10. Lines 328-344 has nothing to do with PKA/AKAP/RGC.

 

Response: The preceding lines elucidated the broad contextual framework of the relationship between mitochondrial dysfunction and AD. Our argument posits that the neuroprotective function of AKAP1 can be demonstrated through its capacity to prevent mitochondrial dysfunction in neurodegenerative diseases such as AD. However, we agree and have revised the text as below:

 

“AD is a prevalent neurodegenerative disease, potentially linked to mitochondrial dysfunction [3-8]. Mechanisms underlying mitochondrial dysfunction in AD include abnormal mitochondrial dynamics, deficits in mitochondrial trafficking and distribution, impaired mitochondrial biogenesis, abnormal ER-mitochondrial interaction, and impaired mitophagy. Mitochondrial dysfunction is an early and prominent feature of AD, suggesting a critical role of mitochondria in the early stage of AD pathogenesis [9,10]. Importantly, these pathological phenotypes of mitochondrial dysfunction in the brain of AD are like those in the glaucomatous retina, but the potential links and mechanisms underlying mitochondrial dysfunction in the retina of AD pathogenesis are not well understood.” (pg 8 and lns 345-354)

 

11. Spell check Fig 3- AAV2-AKAP1

 

Response: We have corrected the word in Figure 3.

 

12. Fig 3 can be better described in the texts.

 

Response: The content of figure 3 was described in our manuscript and we present it as a graphical abstract of our current review. We have added some points to the text in the section 4. AKAP1 in Neuroprotection and described as “Thus, we proposed that sustained AKAP1 expression can inhibit CaN activation and promote DRP1 phosphorylation at the S637 site.

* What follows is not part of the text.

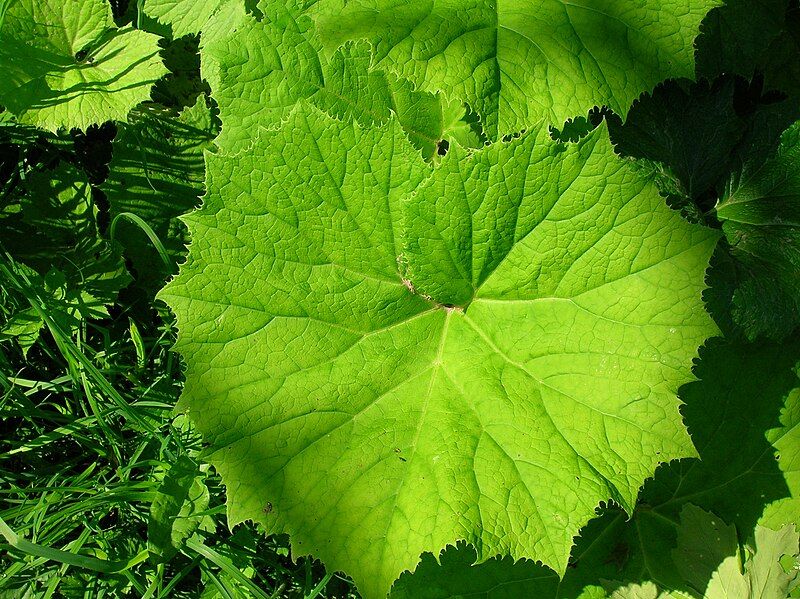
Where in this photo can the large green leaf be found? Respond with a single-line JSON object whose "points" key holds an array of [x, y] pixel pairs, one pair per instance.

This, in turn, can prevent mitochondrial fission or induce mitochondrial elongation and preserve mitochondrial function, leading to RGC survival (Figure 3).” (pg 8 and lns 373-376)

 

13. Summary: Please offer future directions on this research topic and potential therapeutic options.

 

Response: We have added the text as “Since the amplification of AKAP1 gene expression by an in vitro transduction of AAV system is neuroprotective in cultured RGCs against oxidative stress [11], we will further validate the protective effect of AKAP1 on mitochondrial dynamics and bioenergetics in RGCs and their axons in experimental models of glaucoma using AAV-mediated gene therapeutic approaches.” (pg 10 and lns 413-418)

 

 

Author Response File: Author Response.pdf

Round 2

Reviewer 2 Report

The authors mostly made the required changes.